I should note that this article was available yesterday but it was impossible to get to it. I tried several times and kept getting a message that the site was down. So I'm guessing this has stimulated a lot of interest.
Now, a group headed by Zahid Hasan at Princeton University has found evidence that Weyl fermions exist as quasiparticles – collective excitations of electrons – in the semimetal tanatalum arsenide (TaAs). In 2014 Hasan and colleagues published calculations that suggested that TaAs is "Weyl semimetal". This means that TaAs should have Weyl fermions in its bulk and a distinct feature on its surface called a "Fermi arc". Using a standard technique called angle-resolved photoemission spectroscopy (ARPES), the team found evidence of a Fermi arc. The team then used a technique called soft X-ray ARPES to probe deeper into the bulk of the material, where it found further evidence for Weyl fermions in the form of "Weyl cones" and "Weyl nodes" – both of which were in agreement with the researchers previous calculations.

Fermi arcs have also been spotted in TaAs by an independent research group that includes Hongming Weng and colleagues at the Chinese Academy of Sciences. The team, which has members at the Collaborative Innovation Center of Quantum Matter in Beijing and Tsinghua University, also used ARPES in its study.

Double-gyroid crystal

Meanwhile, at the Massachusetts Institute of Technology and Zhejiang University in China, Marin Soljačić and colleagues have spotted evidence for Weyl fermions in a very different material – a "double-gyroid" photonic crystal. This crystal is made from slabs of plastic with a matrix of holes drilled in them. The slabs are then stacked in such a way that there are continuous paths through the crystal for microwave radiation to follow.

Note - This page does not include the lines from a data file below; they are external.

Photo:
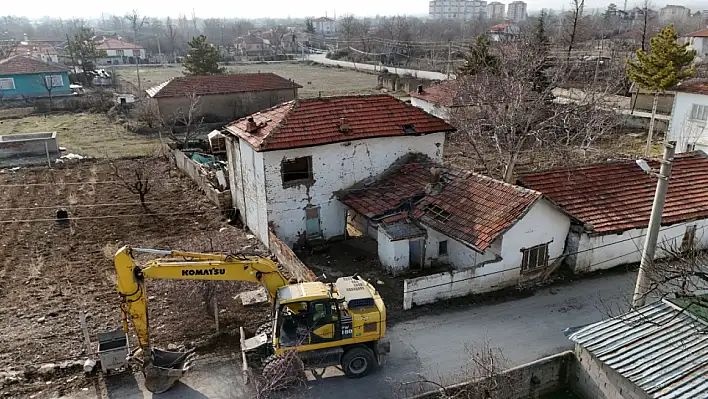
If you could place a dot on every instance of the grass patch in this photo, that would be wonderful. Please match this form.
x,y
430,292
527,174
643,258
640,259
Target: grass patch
x,y
85,134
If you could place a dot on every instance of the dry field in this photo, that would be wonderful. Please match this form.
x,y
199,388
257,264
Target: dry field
x,y
86,134
50,272
327,80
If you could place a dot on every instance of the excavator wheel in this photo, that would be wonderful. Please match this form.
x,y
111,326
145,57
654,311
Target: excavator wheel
x,y
283,372
266,327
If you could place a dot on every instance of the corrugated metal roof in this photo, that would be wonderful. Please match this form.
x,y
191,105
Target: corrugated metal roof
x,y
660,349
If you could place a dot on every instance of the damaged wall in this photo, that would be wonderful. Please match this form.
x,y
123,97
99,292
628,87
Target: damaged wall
x,y
541,224
334,167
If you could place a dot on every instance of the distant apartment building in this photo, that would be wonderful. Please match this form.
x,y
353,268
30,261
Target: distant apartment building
x,y
457,9
516,11
672,13
495,10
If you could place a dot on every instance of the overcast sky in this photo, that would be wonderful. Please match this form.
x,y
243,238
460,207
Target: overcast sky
x,y
258,9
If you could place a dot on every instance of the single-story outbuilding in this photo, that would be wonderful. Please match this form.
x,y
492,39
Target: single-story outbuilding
x,y
610,204
423,213
221,97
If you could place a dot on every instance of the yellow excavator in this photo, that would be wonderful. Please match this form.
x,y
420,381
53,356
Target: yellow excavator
x,y
312,324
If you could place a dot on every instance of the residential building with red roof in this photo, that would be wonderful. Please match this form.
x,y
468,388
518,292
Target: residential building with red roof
x,y
422,213
689,116
119,51
287,162
222,97
610,204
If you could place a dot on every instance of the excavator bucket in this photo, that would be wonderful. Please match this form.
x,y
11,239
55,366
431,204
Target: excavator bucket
x,y
166,368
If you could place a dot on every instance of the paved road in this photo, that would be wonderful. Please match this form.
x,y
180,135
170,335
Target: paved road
x,y
436,345
322,59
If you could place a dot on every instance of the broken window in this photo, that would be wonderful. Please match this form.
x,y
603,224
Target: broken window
x,y
437,213
535,257
296,170
442,248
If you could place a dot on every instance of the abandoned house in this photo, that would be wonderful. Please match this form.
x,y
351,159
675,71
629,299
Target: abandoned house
x,y
221,97
288,161
615,217
421,213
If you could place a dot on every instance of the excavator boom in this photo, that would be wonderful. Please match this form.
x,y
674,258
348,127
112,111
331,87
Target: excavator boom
x,y
164,368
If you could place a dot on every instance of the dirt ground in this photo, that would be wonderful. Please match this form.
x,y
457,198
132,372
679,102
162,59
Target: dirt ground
x,y
313,79
86,134
50,272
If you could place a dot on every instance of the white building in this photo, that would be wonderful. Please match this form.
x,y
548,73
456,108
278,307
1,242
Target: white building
x,y
689,115
611,219
495,10
674,13
516,11
423,214
286,163
457,9
325,26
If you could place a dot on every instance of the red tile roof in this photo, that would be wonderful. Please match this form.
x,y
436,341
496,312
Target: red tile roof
x,y
465,206
21,64
316,121
221,84
618,196
700,33
442,94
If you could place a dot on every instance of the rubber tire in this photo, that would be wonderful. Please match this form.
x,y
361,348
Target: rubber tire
x,y
273,369
266,327
358,353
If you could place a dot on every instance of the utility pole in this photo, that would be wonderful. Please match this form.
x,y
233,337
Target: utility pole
x,y
640,290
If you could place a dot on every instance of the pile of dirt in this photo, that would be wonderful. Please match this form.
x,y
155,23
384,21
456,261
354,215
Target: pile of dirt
x,y
53,269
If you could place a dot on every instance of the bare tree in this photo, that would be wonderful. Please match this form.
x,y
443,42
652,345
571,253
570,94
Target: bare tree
x,y
136,23
137,179
190,119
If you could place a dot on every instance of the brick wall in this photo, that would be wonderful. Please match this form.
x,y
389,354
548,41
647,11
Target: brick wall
x,y
530,380
591,379
288,260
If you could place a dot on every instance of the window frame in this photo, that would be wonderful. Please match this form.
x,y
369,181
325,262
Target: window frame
x,y
300,180
535,250
11,80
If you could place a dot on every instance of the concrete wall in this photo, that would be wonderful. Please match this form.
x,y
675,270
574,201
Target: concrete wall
x,y
289,261
433,109
682,128
29,144
531,380
609,250
591,379
335,167
393,255
192,169
498,267
226,107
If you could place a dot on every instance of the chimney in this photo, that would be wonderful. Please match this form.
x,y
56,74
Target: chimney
x,y
251,125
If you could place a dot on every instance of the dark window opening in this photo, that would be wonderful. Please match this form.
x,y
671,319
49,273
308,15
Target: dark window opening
x,y
437,213
535,257
296,169
442,248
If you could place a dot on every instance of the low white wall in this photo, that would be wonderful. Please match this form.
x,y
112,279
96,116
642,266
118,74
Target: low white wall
x,y
610,250
393,255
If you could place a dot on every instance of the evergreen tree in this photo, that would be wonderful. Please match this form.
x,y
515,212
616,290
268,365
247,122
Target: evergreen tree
x,y
203,58
665,66
542,44
480,59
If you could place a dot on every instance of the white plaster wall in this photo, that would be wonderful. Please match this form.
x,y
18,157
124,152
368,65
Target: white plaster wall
x,y
432,109
610,250
393,255
542,223
253,209
682,128
335,167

The team fired microwaves at the crystal and measured microwave transmission through the crystal while changing its orientation to the incident microwave beam – and varying the frequency of the microwaves. This allowed the researchers to map out the photonic band structure of the crystal, which reveals which microwave frequencies can travel through the crystal and which cannot. This revealed the presence of "Weyl points" in the band structure, which are indicative of Weyl fermion states existing in the photonic crystal.